12/5 新国立劇場バレエ団「シンデレラ」New National Theatre Ballet "Ashton's Cinderella"

2010/2011 Season Ballet
Ashton’s Cinderella

http://www.atre.jp/10cinderella/

シンデレラ:長田佳世
王子   :福岡雄大
仙女   :湯川麻美子
義理の姉:マイレン・トレウバエフ
義理の妹:堀登
春の精:丸尾孝子
夏の精:本島美和
秋の精:米沢唯
冬の精:寺田亜沙子
道化:グリゴリー・バリノフ
父親:石井四郎
ダンス教師:吉本泰久
洋服屋  :厚木三杏/西川貴子
ナポレオン:八幡顕光/ウェリントン:小笠原一真
王子の友人:芳賀望/江本拓/菅野英男/輪島拓也

12月1日にも「シンデレラ」は観に行っているのだけど、先にこの日の感想を。

「シンフォニー・インC」で素晴らしい踊りを見せてくれた長田さん&福岡さんの主演ペア、さらにはマイレンの義理の姉を観たくてこの日のチケットを追加購入。日曜日昼間の公演だというのに団体がいくつも入っていたようで大変な盛況。サンタ衣装のスタッフが手品を披露していたり、ちびっ子向けのメイクコーナーがあったり、クリスマスツリーとシンデレラの衣装と記念撮影ができたり、華やかな雰囲気でホワイエは盛り上がっていた。

長田さんのシンデレラはおっとりとしていて心優しいのだけど、踊りは溌剌としていてとても正確で、実はシンデレラは芯が強いってところを感じさせてくれた。
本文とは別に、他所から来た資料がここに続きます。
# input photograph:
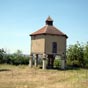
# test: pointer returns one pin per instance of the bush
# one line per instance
(56, 63)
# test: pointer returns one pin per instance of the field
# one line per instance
(25, 77)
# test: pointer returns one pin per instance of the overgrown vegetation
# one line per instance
(77, 55)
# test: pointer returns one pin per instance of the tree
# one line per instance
(2, 55)
(86, 55)
(75, 54)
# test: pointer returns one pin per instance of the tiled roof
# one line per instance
(49, 19)
(49, 29)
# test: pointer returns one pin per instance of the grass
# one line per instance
(25, 77)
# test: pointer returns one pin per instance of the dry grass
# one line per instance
(25, 77)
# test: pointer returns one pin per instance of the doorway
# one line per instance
(54, 47)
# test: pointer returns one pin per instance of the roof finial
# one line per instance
(49, 21)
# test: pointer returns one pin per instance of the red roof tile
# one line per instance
(49, 29)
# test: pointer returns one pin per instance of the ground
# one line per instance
(26, 77)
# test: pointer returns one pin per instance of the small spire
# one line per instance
(49, 21)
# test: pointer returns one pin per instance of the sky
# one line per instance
(19, 18)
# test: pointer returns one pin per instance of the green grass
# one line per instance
(24, 77)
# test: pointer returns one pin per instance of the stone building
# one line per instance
(48, 42)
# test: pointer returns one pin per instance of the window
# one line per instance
(54, 47)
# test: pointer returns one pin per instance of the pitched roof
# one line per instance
(49, 19)
(49, 29)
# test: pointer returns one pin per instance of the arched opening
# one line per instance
(57, 62)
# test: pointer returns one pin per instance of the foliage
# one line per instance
(77, 55)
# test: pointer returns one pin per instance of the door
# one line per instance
(54, 47)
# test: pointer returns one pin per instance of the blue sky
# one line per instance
(19, 18)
完璧なアンドゥオールとよく伸びた甲は美しく、見ていて気持ちよい。そして長田さんは音楽性が豊かでアシュトンの難しいパもきっちりとこなしていた。箒を持っての踊りもとてもスムーズだし、小道具の扱い方や手の表情も素敵だ。とにかく人柄の良さがにじみ出るようなシンデレラで、義理の姉たちに意地悪をされても全然へこたれなくて、笑顔で優しく接しているのが健気でいい。実は義理姉妹とシンデレラは仲が良いんじゃないかと思ってしまうほど。長田さんはとても笑顔が素敵なバレリーナで、変身した姿で舞踏会に来て一歩ずつポアントで階段を下りてくるシーンでも、本当にキラキラした笑顔が可愛らしかった。

福岡さんはすらりとして王子らしい容姿と気品の持ち主。跳躍は高くつま先もきれいで素敵だった。ちょっと残念だったのはサポートがぎこちないところがあり、長田さんのサポートつきピルエットで軸の修正ができていなかったりしたこと。これから主役を踊る機会は多いと思うので、きっと今後解決されていくことと期待する。ペアとして見た感じもとても良いし、二人ともしっかりとしたテクニックの持ち主なので、これからもこの二人の舞台が観たいって思った。
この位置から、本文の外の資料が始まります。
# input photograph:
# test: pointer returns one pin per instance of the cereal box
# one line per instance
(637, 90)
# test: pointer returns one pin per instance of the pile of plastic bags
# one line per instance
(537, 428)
マイレンの義理の姉は面白くって目が離せなかった。演技の派手さは1日に同じ役を踊ったアクリさんのほうが大袈裟でコミカルだったけれども、一つ一つの動作や表情がとても細かいところまで考え抜かれていて、他の出演者へのリアクションもリアリティがあって笑えた。特に巨大扇子の中から顔を突き出したり、首の周りでネックレスをブルンブルン振り回すところは本当に可笑しくて声を出して笑ってしまった。メイクはちょっとエキセントリックではあるけど意外と美人で色っぽい。それからさすが王子も踊っている人だけあって、踊りがいちいちキレキレだし、指先の動きなどもものすごく綺麗。アシュトン版「シンデレラ」の義理の姉妹の演技は、自由自在に演じているように見えて、実は決まりごとがすごく多くて振付は不動にあるとのこと。(参考:他日に義理の妹を演じていた井口裕之さんのブログ)その枠内で、まるで台詞が聞こえてくるような、見応えのあるコメディ演技を見せてくれたマイレンはさすがだ。堀さん演じる義理の妹との息もよく合っていた。今後、マイレンがこのようなキャラクターロールを演じることが増えるのだろうか。芸達者な彼の演技は本当に楽しいのだけど、クラシックでは新国立最強である彼の主役もまだまだ観たい。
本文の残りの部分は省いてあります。